O-Ton Roth (overvoice)

„Bei der Invasion im Irak 2003 haben Streubomben mehr zivile Opfer verursacht als jedes andere Waffensystem – wenn man mal von den sogenannten Kleinwaffen absieht. Und im Kosovo-Krieg starb schätzungsweise ein Viertel der 500 Zivilisten, die durch das NATO-Bombardement getötet wurden, durch Streubomben, die von der NATO in bewohnten Gebieten eingesetzt worden sind.“

Wenn im Dezember die sogenannte „Convention on Cluster Munition“ unterzeichnet wird, ist das vor allem ein Erfolg der Zivilgesellschaft. Seit Jahren werben Nichtregierungsorganisationen für die Ächtung von Streumunition.
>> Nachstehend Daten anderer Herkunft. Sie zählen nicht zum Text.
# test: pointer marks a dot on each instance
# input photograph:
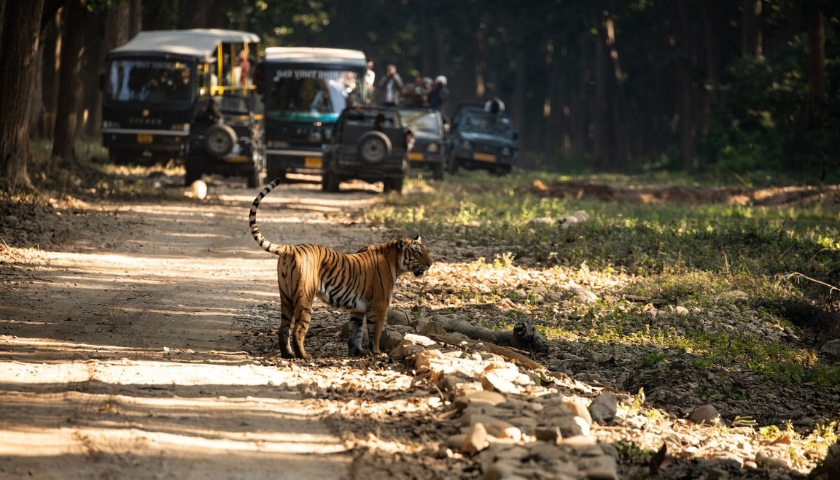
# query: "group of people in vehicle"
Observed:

Am 13. November 2003 wurde in Den Haag die Cluster Munition Coalition (CMC) gegründet, in der heute rund 300 Nichtregierungsorganisationen aus über 80 Ländern organisiert sind. Aus Deutschland dabei sind die Gruppen Handicap International und das Aktionsbündnis Landmine.de. Das Vorbild für die Streubomben-Gegner war die internationale Kampagne gegen Landminen. Vor allem durch öffentlichen Druck erreichten die Landminen-Gegner, dass Anti-Personenminen 1997 durch die Ottawa-Konvention international geächtet wurden. Für ihre Arbeit und ihr Engagement ist der Kampagne gegen Landminen schließlich der Friedensnobelpreis verliehen worden.

Innerhalb kurzer Zeit sind nun auch die Aktivisten mit ihrem Protest gegen Streubomben erfolgreich. Anfang 2007 fand in Oslo eine erste Konferenz statt. Eingeladen waren interessierte Staaten und Nichtregierungsorganisationen. Auf der Konferenz wurde ausgelotet, wie ein Abkommen über die Ächtung von Streumunition verwirklicht werden könnte. Am Ende einigten sich 46 Staaten damals darauf, bis Ende 2008 ein Abkommen zur Ächtung von Streumunition auszuarbeiten, das völkerrechtlich verbindlich ist.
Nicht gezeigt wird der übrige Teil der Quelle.